Glycated Alpha-Synuclein Assemblies Cause Distinct Parkinson’s Disease Pathogenesis in Mice

Abstract

Alpha-synuclein (α-Syn) misfolding and aggregation are key drivers of Parkinson’s disease (PD) pathology. Mutations and certain post-translational modifications impact its aggregation propensity and pathogenicity. Glycation, a nonenzymatic modification enhanced during hyperglycemia and aging, both known risk factors for PD, has been implicated in α-Syn pathology. Although preformed α-Syn fibrils induce PD-like phenotypes in mice, the impact of glycation on their pathogenicity is unclear.

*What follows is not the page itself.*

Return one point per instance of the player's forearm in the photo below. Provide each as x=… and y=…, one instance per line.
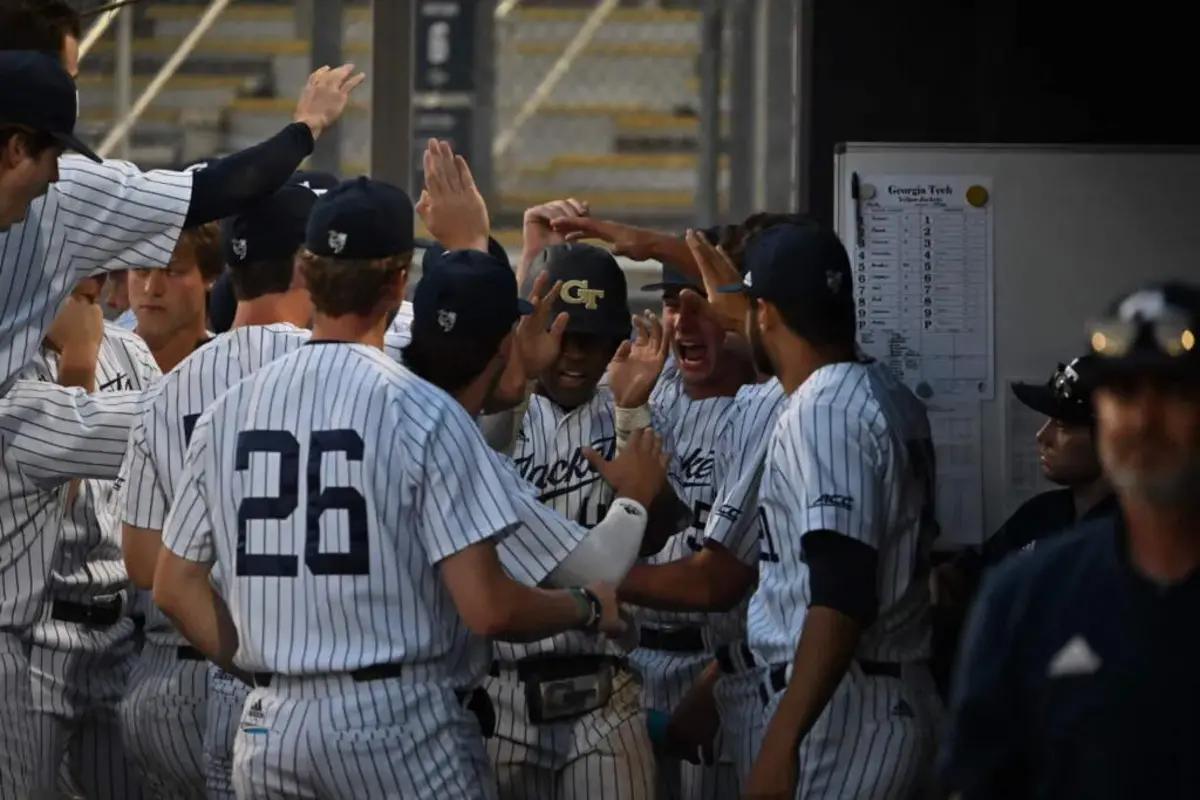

In the current study, we glycated α-Syn using methylglyoxal (MGO), a potent glycating agent, resulting in altered biophysical characteristics in comparison to nonglycated α-Syn. Glycation inhibited the formation of typical β sheet structures under aggregating conditions. Despite that, glycated α-Syn assemblies induced dopaminergic neurodegeneration and neuroinflammation to a similar extent as the nonglycated α-Syn fibrils upon their injection in the mouse substantia nigra (SN). However, these glycated assemblies triggered higher neuroinflammation and increased accumulation of receptor for advanced glycation end products (RAGE) compared to nonglycated fibrils. Consequently, an earlier onset of neuromuscular deficits and anxiety was observed in these mice. Thus, glycation of α-Syn causes distinct PD-associated pathology compared to nonglycated α-Syn, causing an earlier onset of motor symptoms. These findings provide insight into how the glycation of α-Syn due to hyperglycemia may contribute to an increased risk of PD in diabetic populations.